SEC rejects NYSE’s proposal to allow for fundraising in direct listings
The Securities and Exchange Commission (SEC) has rejected the New York Stock Exchange’s proposal to enable companies to go public through a direct listing to raise capital at the same time.
The NYSE had filed for the rule change last week. The proposal disappeared from its website on Friday, and a spokesperson at the Big Board confirmed it has been rejected by the SEC.
“We remain committed to evolving the direct listing product,” the NYSE said. “This sort of action is not unusual in the filing process and we will continue to work with the SEC on this initiative.”
Spotify and later and Slack went public through a direct listing in 2019. Banks are working with numerous other companies, including Airbnb, who want to take that route as an alternative to an initial public offering.
With a direct listing, firms do not raise new money and rather allow existing investors, who normally have to wait for a lockup period to expire, to sell into the public market. It is proving to be a growing popular option for companies that don’t need cash, but the NYSE is aiming to make the direct listing more accessible for a wider swath of businesses.

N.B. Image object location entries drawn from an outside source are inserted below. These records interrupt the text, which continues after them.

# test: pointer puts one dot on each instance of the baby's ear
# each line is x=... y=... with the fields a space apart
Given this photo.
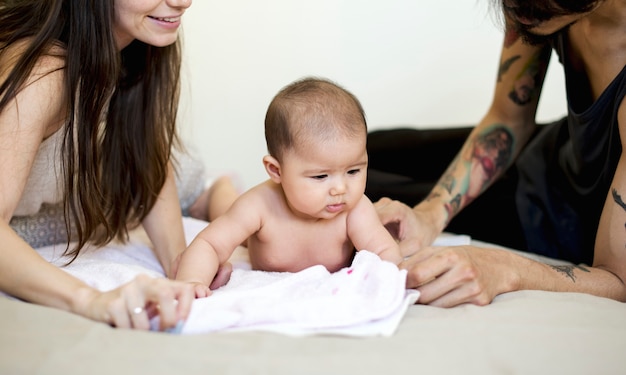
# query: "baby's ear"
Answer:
x=272 y=167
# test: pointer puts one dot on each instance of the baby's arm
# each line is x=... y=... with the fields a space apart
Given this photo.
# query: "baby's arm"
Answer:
x=367 y=232
x=216 y=243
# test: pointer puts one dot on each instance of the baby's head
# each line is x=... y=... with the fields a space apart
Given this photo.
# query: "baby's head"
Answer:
x=310 y=111
x=316 y=136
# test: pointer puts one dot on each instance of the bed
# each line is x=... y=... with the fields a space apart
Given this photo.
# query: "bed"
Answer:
x=526 y=332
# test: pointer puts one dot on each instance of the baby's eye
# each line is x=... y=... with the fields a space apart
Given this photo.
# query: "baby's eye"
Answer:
x=319 y=177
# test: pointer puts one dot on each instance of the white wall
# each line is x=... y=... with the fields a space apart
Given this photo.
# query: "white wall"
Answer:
x=410 y=63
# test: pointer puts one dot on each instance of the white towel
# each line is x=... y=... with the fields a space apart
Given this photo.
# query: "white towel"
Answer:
x=366 y=299
x=310 y=301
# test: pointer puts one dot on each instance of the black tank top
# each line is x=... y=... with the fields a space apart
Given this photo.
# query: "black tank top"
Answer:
x=565 y=172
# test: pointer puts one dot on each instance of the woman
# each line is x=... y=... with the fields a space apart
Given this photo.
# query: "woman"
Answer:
x=88 y=101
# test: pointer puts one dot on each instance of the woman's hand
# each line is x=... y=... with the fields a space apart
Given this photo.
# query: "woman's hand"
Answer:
x=133 y=304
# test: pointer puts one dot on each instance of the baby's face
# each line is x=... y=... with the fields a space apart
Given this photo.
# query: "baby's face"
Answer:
x=325 y=178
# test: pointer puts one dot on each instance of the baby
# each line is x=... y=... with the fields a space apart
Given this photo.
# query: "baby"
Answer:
x=312 y=210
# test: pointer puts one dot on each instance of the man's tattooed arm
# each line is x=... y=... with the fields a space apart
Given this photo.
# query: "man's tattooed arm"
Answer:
x=569 y=270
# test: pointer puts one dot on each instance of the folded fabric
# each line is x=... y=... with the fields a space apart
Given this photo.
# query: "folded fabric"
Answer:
x=366 y=299
x=310 y=301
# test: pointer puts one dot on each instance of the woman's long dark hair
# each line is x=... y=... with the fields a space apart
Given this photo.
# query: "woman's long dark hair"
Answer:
x=122 y=107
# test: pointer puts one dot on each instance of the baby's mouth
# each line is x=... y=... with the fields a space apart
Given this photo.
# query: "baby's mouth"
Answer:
x=166 y=19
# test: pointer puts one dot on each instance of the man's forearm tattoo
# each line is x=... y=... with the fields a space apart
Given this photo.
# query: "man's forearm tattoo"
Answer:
x=620 y=202
x=618 y=199
x=568 y=270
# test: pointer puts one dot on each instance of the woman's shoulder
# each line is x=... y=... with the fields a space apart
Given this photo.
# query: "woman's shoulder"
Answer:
x=52 y=58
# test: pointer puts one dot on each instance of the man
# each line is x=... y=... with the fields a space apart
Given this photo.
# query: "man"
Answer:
x=566 y=181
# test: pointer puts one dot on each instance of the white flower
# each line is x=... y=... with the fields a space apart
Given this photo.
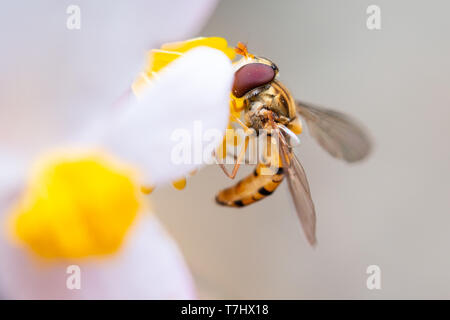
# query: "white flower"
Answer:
x=193 y=88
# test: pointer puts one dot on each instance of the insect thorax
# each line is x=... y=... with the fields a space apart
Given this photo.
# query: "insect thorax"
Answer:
x=272 y=97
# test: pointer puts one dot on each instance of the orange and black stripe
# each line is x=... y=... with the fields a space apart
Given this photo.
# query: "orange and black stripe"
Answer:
x=252 y=188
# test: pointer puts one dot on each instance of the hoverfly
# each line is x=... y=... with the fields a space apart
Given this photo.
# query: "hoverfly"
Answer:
x=267 y=104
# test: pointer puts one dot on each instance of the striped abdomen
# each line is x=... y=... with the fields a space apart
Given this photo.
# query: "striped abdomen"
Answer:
x=252 y=188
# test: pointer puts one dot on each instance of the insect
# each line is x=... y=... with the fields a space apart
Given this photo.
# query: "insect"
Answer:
x=268 y=105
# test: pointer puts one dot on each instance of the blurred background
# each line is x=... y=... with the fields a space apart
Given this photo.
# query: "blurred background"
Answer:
x=392 y=210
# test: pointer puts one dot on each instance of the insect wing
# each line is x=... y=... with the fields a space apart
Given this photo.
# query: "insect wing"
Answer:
x=341 y=136
x=299 y=188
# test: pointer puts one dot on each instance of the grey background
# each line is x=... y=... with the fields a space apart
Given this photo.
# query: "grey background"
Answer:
x=392 y=210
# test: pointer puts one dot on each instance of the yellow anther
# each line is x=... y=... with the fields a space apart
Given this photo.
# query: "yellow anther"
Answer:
x=77 y=206
x=147 y=189
x=158 y=59
x=179 y=184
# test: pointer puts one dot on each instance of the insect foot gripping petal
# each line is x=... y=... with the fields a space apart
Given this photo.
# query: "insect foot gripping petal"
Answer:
x=252 y=188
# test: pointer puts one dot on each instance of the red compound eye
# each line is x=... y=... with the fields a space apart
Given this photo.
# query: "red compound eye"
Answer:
x=251 y=76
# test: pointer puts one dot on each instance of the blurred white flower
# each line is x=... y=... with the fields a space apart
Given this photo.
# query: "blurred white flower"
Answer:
x=194 y=88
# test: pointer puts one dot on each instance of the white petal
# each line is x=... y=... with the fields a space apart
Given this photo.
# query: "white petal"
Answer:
x=191 y=96
x=53 y=79
x=12 y=174
x=149 y=266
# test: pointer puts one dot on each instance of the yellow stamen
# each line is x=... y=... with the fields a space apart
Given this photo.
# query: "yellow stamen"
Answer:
x=147 y=189
x=158 y=59
x=77 y=206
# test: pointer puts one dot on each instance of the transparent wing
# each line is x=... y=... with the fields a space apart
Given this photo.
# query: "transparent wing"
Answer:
x=341 y=136
x=299 y=188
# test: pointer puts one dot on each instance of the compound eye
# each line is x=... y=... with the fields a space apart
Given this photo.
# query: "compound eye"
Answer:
x=251 y=76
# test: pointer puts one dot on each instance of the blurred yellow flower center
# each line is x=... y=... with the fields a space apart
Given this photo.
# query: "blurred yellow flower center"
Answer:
x=77 y=206
x=158 y=59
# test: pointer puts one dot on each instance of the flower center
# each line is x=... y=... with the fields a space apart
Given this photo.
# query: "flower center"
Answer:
x=77 y=206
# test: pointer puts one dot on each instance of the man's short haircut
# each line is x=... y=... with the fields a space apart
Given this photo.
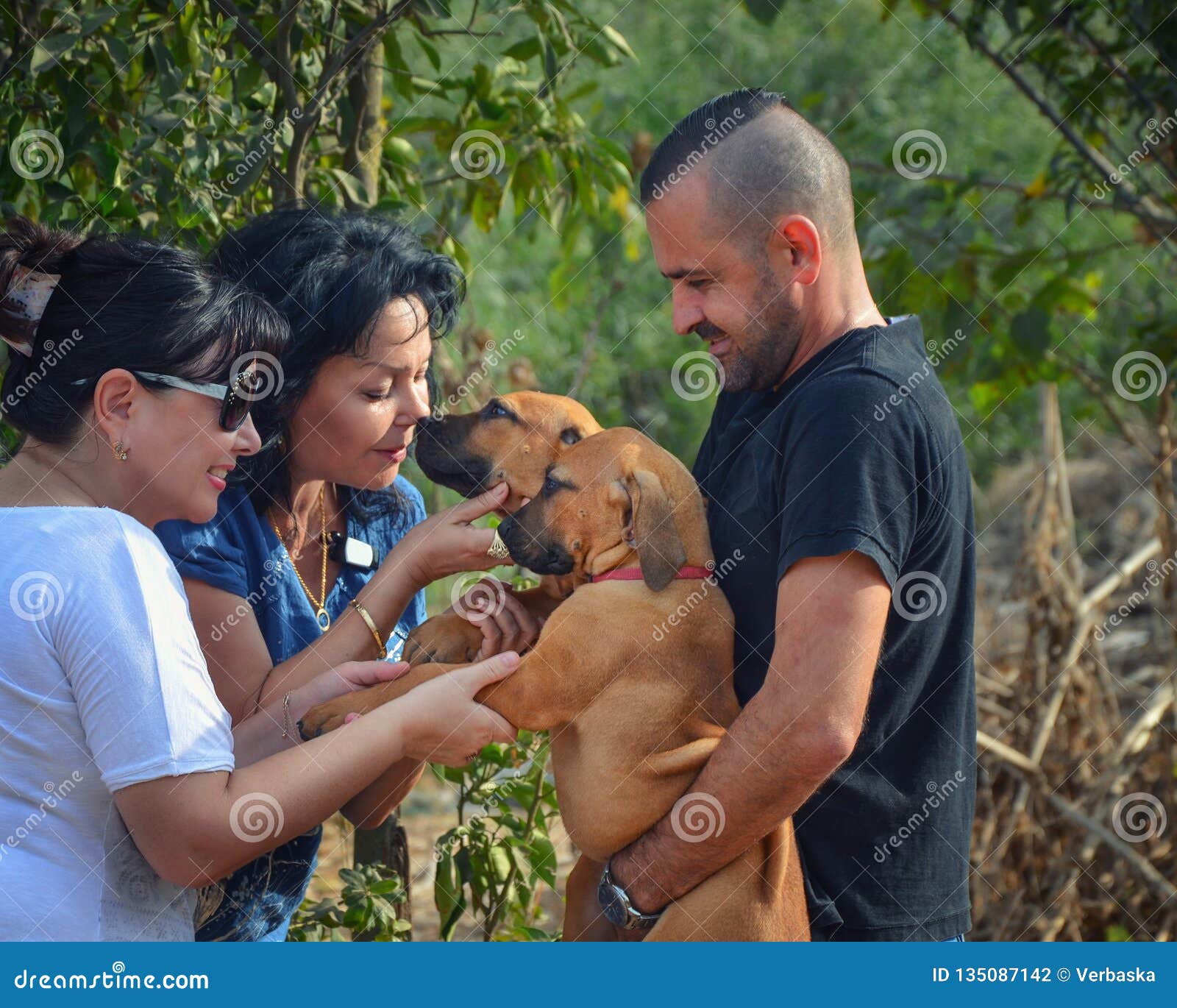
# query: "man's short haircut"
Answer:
x=761 y=159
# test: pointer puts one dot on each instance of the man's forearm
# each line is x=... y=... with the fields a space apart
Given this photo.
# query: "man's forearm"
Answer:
x=756 y=778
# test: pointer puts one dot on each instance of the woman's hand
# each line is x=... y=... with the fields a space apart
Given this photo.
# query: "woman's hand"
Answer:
x=447 y=543
x=505 y=623
x=344 y=678
x=441 y=721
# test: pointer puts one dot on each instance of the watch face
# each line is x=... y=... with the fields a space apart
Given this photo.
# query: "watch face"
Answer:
x=611 y=904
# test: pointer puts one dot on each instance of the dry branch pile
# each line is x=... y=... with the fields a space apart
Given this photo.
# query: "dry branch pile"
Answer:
x=1076 y=828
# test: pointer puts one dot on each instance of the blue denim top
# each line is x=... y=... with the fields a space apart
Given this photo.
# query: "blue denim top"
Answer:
x=238 y=553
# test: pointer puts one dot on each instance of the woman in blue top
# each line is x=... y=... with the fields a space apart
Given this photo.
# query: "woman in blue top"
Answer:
x=271 y=602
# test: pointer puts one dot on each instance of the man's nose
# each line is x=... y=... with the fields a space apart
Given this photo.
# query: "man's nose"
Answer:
x=686 y=313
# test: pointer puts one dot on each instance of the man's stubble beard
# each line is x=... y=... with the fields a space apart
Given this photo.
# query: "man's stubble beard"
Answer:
x=768 y=344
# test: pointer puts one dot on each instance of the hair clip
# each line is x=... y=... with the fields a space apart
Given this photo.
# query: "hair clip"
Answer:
x=23 y=306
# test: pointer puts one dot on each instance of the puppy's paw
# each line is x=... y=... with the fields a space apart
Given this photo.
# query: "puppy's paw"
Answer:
x=447 y=639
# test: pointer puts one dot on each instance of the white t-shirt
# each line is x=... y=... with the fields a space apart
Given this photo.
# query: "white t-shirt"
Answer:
x=103 y=684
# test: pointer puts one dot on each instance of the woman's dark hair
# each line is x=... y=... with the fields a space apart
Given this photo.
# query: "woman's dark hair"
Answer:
x=121 y=303
x=331 y=274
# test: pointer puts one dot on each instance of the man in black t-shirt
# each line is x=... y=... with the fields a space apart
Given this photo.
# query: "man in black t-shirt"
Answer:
x=841 y=516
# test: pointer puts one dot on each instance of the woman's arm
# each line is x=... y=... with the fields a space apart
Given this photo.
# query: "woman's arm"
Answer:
x=198 y=828
x=274 y=729
x=238 y=660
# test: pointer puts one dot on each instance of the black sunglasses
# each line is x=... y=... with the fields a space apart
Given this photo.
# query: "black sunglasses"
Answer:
x=235 y=398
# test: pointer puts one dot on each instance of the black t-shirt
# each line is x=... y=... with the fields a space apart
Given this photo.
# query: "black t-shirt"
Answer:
x=861 y=450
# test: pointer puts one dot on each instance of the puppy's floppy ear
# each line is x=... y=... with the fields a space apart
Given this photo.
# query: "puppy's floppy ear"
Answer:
x=652 y=527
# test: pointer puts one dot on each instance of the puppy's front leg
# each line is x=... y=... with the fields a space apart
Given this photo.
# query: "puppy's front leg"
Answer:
x=329 y=716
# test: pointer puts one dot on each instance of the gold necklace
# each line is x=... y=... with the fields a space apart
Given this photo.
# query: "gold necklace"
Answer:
x=321 y=613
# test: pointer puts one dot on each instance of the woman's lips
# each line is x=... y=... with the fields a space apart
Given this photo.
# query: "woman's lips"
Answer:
x=217 y=478
x=394 y=456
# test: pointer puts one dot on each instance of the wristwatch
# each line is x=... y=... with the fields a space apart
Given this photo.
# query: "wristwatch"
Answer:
x=617 y=906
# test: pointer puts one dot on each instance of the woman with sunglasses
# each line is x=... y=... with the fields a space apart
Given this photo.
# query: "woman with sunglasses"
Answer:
x=272 y=602
x=125 y=784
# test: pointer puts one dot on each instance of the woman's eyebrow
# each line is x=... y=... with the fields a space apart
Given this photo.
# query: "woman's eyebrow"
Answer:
x=391 y=368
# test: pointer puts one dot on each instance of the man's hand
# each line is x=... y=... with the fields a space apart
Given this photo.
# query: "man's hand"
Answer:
x=803 y=723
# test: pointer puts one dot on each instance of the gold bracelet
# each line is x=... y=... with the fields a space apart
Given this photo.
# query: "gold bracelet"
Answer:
x=376 y=633
x=286 y=721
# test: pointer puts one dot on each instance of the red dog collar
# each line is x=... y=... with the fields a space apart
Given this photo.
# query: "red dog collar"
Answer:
x=635 y=574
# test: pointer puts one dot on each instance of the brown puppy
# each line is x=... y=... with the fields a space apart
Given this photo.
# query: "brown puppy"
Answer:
x=636 y=694
x=513 y=439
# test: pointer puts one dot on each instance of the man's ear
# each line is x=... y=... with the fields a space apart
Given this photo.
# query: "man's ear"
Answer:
x=652 y=528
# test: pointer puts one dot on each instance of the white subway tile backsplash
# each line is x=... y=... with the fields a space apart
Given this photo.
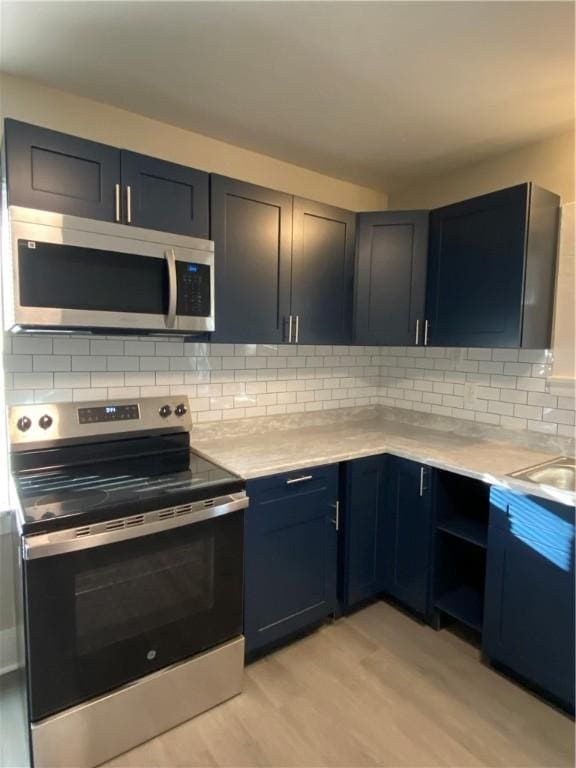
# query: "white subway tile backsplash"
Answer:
x=88 y=363
x=51 y=363
x=73 y=380
x=121 y=363
x=99 y=379
x=106 y=347
x=154 y=363
x=32 y=345
x=33 y=380
x=506 y=355
x=513 y=396
x=530 y=384
x=71 y=347
x=223 y=381
x=17 y=363
x=139 y=348
x=528 y=411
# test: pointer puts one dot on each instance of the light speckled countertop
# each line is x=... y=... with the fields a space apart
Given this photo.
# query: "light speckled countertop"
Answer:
x=260 y=447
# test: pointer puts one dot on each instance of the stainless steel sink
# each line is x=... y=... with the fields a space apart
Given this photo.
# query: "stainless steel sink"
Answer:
x=560 y=473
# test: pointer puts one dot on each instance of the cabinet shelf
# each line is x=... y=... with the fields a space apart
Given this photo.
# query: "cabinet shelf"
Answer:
x=467 y=528
x=464 y=603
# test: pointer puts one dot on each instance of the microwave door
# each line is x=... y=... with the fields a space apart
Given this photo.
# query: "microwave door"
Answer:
x=83 y=286
x=97 y=275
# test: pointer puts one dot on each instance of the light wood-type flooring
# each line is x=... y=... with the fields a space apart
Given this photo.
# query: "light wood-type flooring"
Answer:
x=376 y=688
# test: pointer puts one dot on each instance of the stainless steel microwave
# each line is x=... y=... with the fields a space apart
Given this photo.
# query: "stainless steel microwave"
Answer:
x=69 y=273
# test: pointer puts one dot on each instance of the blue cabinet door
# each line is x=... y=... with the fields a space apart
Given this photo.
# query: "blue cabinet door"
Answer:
x=290 y=554
x=52 y=171
x=529 y=602
x=362 y=530
x=407 y=533
x=392 y=249
x=165 y=196
x=252 y=231
x=322 y=272
x=491 y=266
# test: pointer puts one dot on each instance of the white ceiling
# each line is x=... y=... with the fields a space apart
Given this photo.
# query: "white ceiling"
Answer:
x=369 y=92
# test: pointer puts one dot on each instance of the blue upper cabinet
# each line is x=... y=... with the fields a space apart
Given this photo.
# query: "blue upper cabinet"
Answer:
x=252 y=231
x=491 y=270
x=322 y=273
x=165 y=196
x=391 y=256
x=290 y=554
x=407 y=533
x=52 y=171
x=529 y=606
x=56 y=172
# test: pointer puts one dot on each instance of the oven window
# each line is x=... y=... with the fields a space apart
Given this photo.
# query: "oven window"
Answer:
x=104 y=616
x=127 y=599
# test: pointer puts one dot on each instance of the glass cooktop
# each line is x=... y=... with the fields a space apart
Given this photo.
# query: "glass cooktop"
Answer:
x=61 y=497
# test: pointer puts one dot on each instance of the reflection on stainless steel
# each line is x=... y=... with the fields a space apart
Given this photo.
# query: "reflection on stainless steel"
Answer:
x=135 y=526
x=559 y=473
x=30 y=225
x=66 y=421
x=89 y=734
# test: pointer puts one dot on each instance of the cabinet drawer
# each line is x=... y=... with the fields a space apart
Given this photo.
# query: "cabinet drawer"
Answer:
x=301 y=482
x=290 y=555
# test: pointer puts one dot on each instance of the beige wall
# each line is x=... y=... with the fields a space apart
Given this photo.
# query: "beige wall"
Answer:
x=548 y=163
x=35 y=103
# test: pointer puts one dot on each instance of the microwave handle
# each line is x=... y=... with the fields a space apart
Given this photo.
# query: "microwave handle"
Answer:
x=172 y=287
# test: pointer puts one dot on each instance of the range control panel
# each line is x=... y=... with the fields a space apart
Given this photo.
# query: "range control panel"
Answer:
x=108 y=413
x=38 y=423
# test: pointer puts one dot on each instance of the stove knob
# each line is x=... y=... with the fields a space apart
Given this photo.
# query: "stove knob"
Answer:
x=45 y=421
x=23 y=423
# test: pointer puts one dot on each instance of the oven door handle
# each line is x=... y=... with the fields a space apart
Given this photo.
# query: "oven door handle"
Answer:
x=124 y=529
x=172 y=287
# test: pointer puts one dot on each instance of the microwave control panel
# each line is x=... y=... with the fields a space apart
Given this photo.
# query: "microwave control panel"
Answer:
x=193 y=289
x=108 y=413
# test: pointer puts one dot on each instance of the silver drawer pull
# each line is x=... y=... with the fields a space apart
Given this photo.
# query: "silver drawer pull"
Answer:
x=426 y=329
x=299 y=479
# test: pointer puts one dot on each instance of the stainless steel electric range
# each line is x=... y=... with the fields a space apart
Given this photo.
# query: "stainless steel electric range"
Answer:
x=132 y=575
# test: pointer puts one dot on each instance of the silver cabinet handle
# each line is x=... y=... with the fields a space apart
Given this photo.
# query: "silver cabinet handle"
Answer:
x=129 y=204
x=172 y=287
x=117 y=202
x=422 y=478
x=302 y=479
x=336 y=520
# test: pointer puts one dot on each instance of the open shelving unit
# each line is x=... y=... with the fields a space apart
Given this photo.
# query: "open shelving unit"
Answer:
x=463 y=506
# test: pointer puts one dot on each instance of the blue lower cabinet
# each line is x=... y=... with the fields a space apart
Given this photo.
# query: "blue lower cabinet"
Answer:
x=529 y=604
x=361 y=530
x=290 y=554
x=407 y=533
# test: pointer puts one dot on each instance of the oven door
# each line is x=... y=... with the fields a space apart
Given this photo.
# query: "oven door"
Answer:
x=74 y=273
x=100 y=616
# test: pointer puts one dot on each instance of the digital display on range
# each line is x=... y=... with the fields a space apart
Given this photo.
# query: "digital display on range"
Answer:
x=108 y=413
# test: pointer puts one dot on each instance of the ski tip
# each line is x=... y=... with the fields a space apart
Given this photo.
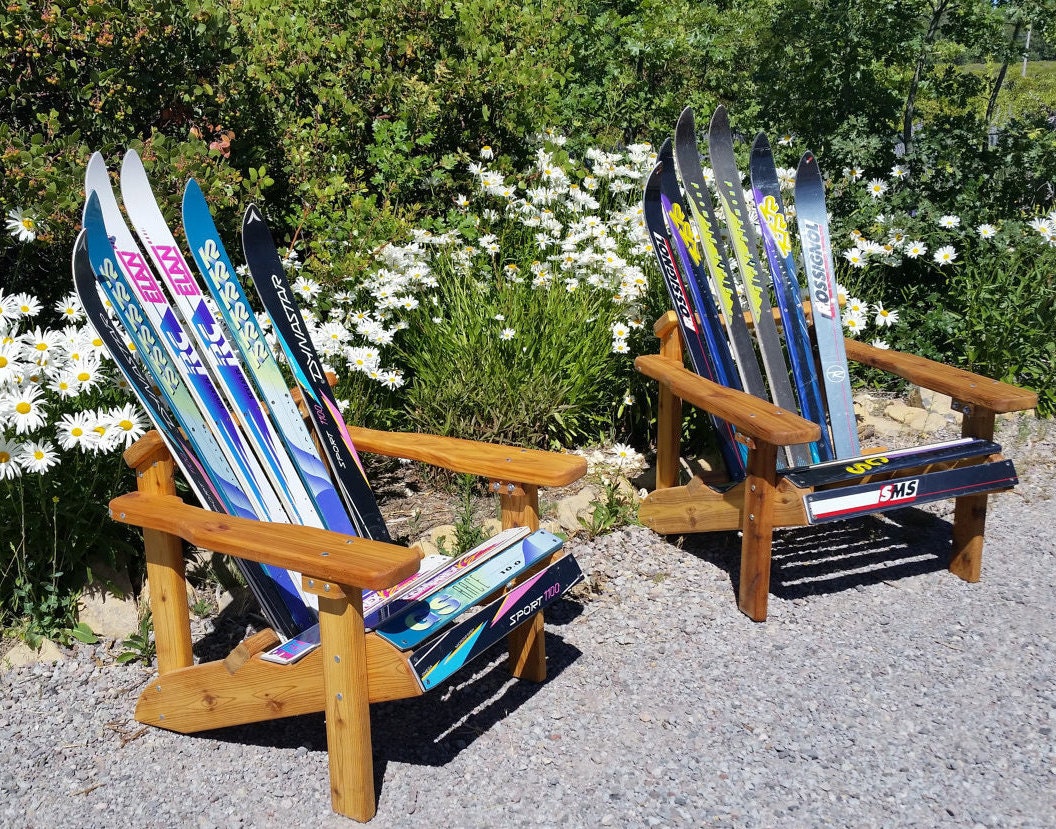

The topic of direct listings started getting more attention following the Slack offering, as venture capitalists like Benchmark’s Bill Gurley became more vocal in their criticisms of IPOs, which tend to end in large first-day pops that benefit new investors at the expense of insiders and employees. Gurley held an event in San Francisco earlier in October to educate top investors and pre-IPO tech companies on the benefits of direct listings, and the big investment banks followed with events of their own.